By Randy Furst and Corey Mitchell
If Congress doesn’t settle on a spending deal by midnight, many federal programs and activities will stop and won’t restart until a new deal is approved.
But the entire federal government won’t grind to a halt.
Federal agencies have prepared plans to continue programs deemed critical to maintaining public safety and protecting property despite the shutdown.
Employees who perform those critical functions will continue to work and get paid.
The U.S. District Court in Minnesota posted a notice on its web site that normal operations will continue on Tuesday if there is a shutdown. All cases, including civil and criminal jury trails will continue, the clerk’s office will remain open, and the court web site where court documents are now filed electronically will continue to operate.
Prosecutors in the criminal division of the U.S. Attorney’s office in Minneapolis stay on duty, but only for “essential public safety work,” said Jeanne Cooney, director of community relations. “We have some trials (in progress) and they will keep going.”
About two-thirds of the criminal division support staff will be sent home. In the civil division, virtually all of the 15 lawyers and a dozen support staff in the U.S. Attorney’s office will be sent home. One or two lawyers may stay on for emergencies, Cooney said.
Owen Putman, a U.S. Drug Enforcement Agency spokesman, said that “essential operations will not be affected in Minnesota.”
FBI operations in Minnesota will not be affected. According to a U.S. Justice Department statement, all agents and support staff are exempted from the furlough.

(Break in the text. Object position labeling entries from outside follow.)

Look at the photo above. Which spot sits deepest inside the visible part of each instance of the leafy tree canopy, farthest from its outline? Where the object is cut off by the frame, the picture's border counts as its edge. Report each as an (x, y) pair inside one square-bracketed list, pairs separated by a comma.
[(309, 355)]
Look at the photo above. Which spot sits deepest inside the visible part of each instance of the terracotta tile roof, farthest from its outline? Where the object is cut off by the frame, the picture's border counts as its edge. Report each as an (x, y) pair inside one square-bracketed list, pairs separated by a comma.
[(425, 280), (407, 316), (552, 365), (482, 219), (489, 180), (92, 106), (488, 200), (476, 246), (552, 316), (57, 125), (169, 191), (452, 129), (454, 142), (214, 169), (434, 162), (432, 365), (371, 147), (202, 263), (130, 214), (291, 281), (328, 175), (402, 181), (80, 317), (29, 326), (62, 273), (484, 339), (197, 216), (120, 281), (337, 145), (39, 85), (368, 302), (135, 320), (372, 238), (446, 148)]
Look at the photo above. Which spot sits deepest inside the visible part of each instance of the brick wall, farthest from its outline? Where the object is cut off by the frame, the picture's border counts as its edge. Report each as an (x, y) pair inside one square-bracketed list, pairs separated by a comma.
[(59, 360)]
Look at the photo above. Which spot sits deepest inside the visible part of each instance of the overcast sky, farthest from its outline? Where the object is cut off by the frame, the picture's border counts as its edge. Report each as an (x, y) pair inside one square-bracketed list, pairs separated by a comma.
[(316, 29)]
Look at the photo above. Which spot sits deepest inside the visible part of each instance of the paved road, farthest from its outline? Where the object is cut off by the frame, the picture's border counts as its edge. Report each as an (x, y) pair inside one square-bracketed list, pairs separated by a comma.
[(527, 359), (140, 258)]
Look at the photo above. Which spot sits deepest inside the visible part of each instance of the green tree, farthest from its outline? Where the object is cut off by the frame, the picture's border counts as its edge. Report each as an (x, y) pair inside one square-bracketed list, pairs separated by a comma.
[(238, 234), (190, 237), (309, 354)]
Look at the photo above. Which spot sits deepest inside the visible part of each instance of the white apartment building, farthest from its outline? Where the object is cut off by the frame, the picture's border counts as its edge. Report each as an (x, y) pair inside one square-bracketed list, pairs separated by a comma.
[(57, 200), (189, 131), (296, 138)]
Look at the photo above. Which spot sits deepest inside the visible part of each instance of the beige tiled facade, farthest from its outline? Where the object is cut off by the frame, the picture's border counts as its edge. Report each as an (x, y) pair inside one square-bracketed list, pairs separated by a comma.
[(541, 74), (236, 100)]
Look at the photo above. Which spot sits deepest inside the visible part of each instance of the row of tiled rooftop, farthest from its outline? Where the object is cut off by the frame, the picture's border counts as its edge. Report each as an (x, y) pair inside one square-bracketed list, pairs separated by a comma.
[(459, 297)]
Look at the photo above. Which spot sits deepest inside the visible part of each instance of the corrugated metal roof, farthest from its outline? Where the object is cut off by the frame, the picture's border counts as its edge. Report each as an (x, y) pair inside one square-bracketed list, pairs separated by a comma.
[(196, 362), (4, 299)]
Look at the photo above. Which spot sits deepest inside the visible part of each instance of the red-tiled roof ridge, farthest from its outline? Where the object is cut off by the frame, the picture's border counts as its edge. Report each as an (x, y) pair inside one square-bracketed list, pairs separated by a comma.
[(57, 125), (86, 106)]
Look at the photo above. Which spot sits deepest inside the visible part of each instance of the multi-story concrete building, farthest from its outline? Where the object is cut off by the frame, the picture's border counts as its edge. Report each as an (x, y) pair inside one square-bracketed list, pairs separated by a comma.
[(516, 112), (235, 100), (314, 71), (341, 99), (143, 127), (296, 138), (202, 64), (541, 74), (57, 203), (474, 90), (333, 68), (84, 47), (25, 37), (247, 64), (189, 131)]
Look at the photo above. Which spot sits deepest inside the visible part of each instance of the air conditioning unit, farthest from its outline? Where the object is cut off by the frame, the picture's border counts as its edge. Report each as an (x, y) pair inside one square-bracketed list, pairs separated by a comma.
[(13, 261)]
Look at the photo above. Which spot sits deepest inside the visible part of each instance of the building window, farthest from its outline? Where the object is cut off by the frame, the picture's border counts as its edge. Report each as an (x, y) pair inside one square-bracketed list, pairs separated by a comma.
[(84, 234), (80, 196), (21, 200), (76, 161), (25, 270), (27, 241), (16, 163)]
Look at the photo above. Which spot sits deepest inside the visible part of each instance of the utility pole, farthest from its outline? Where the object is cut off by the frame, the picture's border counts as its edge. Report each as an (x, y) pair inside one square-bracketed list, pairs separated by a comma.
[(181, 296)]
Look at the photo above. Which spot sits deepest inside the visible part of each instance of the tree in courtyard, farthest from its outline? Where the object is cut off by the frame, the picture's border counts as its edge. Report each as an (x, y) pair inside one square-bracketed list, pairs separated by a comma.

The State Department will continue to process passports and visas because funding for those services comes from fees rather than government funding. But some passport offices are located in federal buildings that would have to shut down if the shutdown stretches on. Officials advise travelers to call their local passport office before showing up.
Robert Schmidt, public information officer for the St. Paul office of the U.S. Bureau of Alcohol, Tobacco, Firearms and Explosives said that some employees in the local office, primarily support staff, have been notified that they should not report to work if there is a shutdown. He declined to give the number who would be affected.
For now, Sharon Lubinski, Minnesota’s U.S. Marshal, expects operations to continue.
“There is no specific direction at this time,” Lubinski said. “We are not at that deadline.”